What The Heck Is

What the heck is… Nitro Coffee?

By Kitty Knowles 9 May 2017

Explaining the buzzwords of the moment: what is Nitro Coffee and how's it going to supercharge your summer?

Our weekly series What The Heck Is… exists to shed light on the strange unexplained acronyms and unfamiliar buzzwords that creep into our everyday lives.

From ‘copreneurs’ to ‘teledildonics’ we’re on a mission to explain the difficult to explain.

Now, as we start fantasising about sunshine, we’re dreaming of hot days and cool beverages.

‘Nitro coffee’ sounds like a crazy science experiment – but it’s going to give your coffee a boost this summer…

What is nitro coffee?

Ice-cool coffee infused with nitrogen.

It’s easiest to think of nitro coffee as the beautiful bastard child of coffee and beer. It’s made from steeped cold brew coffee, but comes in a keg, and is poured on tap using a beer pump in cafes or bars.

You can also get tinned versions.

The result?

Enhanced taste and texture.

Nitro coffee is a little crisper and sweeter. It’s also creamier than ever – even black coffee comes out with an impressive Guinness-like head.

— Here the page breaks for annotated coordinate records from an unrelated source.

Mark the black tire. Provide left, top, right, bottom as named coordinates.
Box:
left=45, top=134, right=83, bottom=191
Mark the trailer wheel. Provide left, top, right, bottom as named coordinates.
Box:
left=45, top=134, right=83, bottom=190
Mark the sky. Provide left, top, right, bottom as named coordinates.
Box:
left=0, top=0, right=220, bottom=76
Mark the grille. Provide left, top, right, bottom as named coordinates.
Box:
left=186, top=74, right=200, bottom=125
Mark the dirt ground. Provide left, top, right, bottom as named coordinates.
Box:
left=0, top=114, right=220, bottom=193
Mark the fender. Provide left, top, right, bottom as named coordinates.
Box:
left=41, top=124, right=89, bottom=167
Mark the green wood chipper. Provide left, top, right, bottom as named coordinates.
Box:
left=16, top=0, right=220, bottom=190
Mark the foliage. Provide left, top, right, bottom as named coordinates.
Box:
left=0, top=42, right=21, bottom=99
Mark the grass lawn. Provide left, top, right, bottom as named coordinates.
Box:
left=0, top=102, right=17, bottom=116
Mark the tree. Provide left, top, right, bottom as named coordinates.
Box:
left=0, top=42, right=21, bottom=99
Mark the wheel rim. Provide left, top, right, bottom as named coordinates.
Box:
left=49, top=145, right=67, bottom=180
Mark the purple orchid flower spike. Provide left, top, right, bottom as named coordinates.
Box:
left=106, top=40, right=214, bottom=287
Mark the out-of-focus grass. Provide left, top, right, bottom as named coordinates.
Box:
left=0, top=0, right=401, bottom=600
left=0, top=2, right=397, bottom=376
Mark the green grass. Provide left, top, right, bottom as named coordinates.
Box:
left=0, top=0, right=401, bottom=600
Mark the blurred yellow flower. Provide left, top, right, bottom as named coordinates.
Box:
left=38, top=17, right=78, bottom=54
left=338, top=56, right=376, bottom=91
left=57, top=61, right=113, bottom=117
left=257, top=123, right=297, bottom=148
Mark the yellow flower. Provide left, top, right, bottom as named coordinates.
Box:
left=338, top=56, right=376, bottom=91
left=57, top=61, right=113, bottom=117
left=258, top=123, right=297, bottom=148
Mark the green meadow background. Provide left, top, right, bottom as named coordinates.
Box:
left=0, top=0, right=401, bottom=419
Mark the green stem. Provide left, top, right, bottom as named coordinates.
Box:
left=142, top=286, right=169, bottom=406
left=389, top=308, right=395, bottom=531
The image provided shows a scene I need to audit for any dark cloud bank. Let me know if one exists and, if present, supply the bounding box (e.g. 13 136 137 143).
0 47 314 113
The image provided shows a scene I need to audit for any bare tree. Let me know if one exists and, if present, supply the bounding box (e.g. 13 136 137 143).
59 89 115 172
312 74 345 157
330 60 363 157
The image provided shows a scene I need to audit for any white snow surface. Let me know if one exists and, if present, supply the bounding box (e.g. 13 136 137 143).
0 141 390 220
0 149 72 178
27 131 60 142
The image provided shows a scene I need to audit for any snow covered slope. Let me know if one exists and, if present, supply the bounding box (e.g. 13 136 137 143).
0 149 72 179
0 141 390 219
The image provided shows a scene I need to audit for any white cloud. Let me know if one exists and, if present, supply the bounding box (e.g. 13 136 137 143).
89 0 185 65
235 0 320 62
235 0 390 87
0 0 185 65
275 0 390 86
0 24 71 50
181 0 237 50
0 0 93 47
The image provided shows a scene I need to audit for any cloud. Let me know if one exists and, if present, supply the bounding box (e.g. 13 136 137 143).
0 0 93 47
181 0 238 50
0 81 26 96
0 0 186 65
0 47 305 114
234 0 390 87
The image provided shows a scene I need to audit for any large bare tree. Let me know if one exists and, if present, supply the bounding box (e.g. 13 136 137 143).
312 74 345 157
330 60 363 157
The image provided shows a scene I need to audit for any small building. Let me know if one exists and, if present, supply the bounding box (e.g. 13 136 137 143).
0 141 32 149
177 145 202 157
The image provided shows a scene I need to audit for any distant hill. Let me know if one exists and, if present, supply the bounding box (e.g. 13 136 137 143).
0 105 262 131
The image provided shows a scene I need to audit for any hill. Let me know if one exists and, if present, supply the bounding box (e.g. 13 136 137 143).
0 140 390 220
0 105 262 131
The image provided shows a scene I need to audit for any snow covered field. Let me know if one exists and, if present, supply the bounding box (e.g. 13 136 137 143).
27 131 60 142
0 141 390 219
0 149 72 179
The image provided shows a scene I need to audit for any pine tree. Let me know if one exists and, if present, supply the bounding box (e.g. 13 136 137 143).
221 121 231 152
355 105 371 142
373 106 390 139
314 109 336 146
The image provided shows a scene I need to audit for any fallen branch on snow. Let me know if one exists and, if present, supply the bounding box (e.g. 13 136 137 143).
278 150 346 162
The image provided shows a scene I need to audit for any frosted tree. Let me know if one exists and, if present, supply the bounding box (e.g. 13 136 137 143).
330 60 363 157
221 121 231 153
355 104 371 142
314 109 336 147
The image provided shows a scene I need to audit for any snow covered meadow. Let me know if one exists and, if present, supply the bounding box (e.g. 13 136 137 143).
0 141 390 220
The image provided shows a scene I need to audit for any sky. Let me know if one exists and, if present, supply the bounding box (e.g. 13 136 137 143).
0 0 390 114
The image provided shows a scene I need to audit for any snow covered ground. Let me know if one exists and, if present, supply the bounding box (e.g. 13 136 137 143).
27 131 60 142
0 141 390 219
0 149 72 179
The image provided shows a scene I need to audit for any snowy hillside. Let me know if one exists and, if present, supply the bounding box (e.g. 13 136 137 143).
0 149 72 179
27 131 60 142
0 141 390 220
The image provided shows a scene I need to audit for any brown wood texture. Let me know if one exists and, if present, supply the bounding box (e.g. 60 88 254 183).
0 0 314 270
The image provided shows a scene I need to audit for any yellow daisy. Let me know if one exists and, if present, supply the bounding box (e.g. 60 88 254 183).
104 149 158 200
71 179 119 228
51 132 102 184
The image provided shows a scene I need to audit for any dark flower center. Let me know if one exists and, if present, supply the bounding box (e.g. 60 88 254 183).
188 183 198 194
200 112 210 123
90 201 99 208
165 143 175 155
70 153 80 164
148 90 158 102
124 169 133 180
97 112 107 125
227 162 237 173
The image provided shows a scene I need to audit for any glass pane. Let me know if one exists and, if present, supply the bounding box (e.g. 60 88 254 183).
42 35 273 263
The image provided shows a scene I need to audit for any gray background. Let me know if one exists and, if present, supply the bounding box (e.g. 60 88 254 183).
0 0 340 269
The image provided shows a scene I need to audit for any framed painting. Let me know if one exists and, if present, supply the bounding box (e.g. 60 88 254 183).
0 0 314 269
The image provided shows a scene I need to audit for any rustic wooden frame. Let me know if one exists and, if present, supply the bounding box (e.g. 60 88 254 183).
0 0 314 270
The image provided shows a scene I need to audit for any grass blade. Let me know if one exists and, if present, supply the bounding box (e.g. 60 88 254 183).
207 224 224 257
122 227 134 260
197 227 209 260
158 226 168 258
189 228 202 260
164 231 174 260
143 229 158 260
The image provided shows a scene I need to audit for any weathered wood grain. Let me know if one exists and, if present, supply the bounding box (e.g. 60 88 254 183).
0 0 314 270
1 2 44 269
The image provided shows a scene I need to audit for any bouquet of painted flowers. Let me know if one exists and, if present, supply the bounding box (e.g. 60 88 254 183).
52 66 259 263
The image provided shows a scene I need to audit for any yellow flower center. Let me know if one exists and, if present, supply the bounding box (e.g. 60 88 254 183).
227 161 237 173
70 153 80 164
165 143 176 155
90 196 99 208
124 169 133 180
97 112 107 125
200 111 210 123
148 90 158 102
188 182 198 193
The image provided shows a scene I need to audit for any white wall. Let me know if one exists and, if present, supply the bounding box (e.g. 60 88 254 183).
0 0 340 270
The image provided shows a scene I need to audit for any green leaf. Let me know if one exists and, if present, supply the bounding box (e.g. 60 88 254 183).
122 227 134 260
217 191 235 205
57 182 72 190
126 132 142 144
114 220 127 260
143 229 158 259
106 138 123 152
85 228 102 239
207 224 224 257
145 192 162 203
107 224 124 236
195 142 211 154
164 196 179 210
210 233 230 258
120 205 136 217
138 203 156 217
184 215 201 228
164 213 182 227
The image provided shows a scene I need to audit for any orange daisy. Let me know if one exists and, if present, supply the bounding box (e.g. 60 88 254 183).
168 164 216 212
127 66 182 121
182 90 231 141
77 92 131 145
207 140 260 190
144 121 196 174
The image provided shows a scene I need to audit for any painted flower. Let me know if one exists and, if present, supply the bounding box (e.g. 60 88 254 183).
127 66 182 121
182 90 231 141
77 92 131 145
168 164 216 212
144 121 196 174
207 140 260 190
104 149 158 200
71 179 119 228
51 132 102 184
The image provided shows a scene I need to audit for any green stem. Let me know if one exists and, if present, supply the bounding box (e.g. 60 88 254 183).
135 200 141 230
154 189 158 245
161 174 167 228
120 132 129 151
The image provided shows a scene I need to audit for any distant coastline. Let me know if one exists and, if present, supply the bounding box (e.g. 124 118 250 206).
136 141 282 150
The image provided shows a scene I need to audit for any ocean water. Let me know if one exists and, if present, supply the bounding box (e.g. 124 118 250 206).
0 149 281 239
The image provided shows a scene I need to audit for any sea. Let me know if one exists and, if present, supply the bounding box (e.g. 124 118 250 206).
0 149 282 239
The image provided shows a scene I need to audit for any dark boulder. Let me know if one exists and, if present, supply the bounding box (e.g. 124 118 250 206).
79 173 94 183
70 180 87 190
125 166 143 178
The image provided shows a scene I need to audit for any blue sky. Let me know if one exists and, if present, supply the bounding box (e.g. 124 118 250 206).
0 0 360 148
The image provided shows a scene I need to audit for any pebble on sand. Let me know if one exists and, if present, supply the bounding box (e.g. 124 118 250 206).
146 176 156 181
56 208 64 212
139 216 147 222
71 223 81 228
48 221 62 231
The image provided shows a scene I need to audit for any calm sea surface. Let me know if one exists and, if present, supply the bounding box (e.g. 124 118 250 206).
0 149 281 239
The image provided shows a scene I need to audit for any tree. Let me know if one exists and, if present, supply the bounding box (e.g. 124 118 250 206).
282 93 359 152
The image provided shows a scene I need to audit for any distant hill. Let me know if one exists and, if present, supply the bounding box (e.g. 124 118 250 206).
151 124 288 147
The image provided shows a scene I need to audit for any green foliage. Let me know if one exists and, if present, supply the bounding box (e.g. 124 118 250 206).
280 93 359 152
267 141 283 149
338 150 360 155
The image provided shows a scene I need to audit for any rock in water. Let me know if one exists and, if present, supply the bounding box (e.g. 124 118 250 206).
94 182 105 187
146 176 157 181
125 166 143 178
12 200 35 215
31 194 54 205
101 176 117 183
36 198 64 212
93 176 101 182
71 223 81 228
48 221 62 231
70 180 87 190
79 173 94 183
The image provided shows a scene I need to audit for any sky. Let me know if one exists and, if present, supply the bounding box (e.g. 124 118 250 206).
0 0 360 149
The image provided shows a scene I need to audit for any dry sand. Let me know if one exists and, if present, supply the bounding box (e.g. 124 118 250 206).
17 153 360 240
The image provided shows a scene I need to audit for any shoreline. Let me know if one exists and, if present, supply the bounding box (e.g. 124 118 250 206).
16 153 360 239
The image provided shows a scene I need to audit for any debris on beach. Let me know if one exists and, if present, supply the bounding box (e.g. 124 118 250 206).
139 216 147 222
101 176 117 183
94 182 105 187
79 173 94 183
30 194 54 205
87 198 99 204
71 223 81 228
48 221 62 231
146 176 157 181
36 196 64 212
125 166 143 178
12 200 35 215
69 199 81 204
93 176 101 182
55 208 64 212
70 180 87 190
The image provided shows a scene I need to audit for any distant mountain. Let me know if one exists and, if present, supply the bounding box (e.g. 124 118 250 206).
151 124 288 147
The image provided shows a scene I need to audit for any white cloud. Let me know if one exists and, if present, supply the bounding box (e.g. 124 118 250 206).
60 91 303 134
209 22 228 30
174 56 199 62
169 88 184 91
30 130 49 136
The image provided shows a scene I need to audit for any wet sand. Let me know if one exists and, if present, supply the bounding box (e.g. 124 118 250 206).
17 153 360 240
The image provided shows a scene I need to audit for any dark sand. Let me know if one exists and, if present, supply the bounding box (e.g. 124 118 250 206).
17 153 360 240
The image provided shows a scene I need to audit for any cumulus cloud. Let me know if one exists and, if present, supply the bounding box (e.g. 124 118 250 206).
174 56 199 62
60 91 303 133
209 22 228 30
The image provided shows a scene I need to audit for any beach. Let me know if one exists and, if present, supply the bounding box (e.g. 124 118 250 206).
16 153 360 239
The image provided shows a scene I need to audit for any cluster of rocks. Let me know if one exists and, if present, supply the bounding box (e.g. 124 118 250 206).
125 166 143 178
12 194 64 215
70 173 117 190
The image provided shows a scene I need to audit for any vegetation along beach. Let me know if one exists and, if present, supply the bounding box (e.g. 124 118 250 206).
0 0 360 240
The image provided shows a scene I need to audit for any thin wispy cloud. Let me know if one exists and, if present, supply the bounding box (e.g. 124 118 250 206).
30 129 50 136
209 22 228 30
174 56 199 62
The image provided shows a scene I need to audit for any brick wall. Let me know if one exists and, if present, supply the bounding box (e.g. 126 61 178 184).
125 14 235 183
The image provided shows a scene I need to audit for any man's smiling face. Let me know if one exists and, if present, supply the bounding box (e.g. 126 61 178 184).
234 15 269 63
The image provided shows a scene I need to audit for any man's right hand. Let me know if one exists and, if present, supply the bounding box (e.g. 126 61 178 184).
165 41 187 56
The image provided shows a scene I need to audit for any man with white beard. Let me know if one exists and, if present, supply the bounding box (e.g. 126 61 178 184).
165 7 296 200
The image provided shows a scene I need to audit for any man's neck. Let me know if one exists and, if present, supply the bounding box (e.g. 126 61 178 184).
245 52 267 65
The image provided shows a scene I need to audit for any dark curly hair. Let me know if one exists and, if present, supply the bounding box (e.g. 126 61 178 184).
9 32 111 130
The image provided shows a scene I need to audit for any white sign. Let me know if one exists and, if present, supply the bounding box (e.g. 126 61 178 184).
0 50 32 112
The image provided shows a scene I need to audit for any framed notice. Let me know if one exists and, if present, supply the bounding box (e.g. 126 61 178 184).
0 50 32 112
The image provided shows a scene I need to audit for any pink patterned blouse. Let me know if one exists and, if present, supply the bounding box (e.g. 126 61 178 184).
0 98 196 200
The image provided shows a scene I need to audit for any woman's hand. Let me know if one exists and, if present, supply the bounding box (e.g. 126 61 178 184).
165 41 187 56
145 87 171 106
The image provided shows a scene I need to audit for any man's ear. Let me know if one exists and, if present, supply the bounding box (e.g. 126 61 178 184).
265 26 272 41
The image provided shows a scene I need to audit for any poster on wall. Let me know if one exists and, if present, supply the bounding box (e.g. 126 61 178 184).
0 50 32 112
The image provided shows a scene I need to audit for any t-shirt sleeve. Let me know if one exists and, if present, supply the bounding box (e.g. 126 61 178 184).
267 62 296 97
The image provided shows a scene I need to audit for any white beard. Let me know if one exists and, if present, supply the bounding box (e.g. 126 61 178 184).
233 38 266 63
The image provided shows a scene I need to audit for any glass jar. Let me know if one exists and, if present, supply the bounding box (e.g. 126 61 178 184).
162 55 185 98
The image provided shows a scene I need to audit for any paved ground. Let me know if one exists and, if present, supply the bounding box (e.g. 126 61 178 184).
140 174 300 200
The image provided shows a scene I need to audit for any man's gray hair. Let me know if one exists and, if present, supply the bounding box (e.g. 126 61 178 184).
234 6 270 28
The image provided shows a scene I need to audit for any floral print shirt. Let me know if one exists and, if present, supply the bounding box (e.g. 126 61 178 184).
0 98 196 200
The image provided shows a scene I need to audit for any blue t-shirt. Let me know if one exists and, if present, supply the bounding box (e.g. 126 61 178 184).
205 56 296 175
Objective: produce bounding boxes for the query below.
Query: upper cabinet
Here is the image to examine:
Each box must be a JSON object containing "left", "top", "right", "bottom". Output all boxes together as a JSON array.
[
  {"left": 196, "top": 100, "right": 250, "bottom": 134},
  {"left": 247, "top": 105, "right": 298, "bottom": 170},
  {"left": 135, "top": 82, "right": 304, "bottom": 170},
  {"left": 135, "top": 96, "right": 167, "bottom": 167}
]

Chilled coffee with ‘champagne bubbles’ might sound bizarre, but it’d fast becoming a global (caffeine) hit.

It also tastes great mixed in a coffee cocktail.

Stumpton's nitro coffee in a can.

Where did it come from?

The American coffee scene.

Inspired by nitro beer, the US roaster Stumptown first started serving nitro coffee in its cafes in 2013. This went down so well the brand started canning it, with competitors like Cuvee Coffee and District Roasters hot on their heels.

Indie coffee connoisseurs were quick to jump in on the act, with nitro brews booming across US hipster coffee shops. Even Starbucks eventually got in the game selling its own ‘Nitro Cold Brew’ last year.

Pic: Nitro Coffee makers Frank and Earnest.

Coffee-maker Sandows was the first to embrace the trend in London in 2014, with the likes of Yorkshire-based Artemis, Suffolk’s Frank and Earnest, and Edinburgh’s Brew Lab bringing the beverage to other parts of Britain.

And now, Starbucks has launched ‘Nitro Cold Brew’ in Britain, with Costa due to follow suit.

It’s only a matter of time before you spot nitro brew on the shelves of your local supermarket.

Why should you care?

We’ve been enjoying coffee (as we know it) for hundreds of years, but nitro coffee shows that even much-loved traditions have room for innovation.

Plus, we (as ever) are praying for sunshine this summer. And if that doesn’t play out, we plan on cheering ourselves up with bubbly coffee instead.

Or potentially, a bubbly coffee cocktail.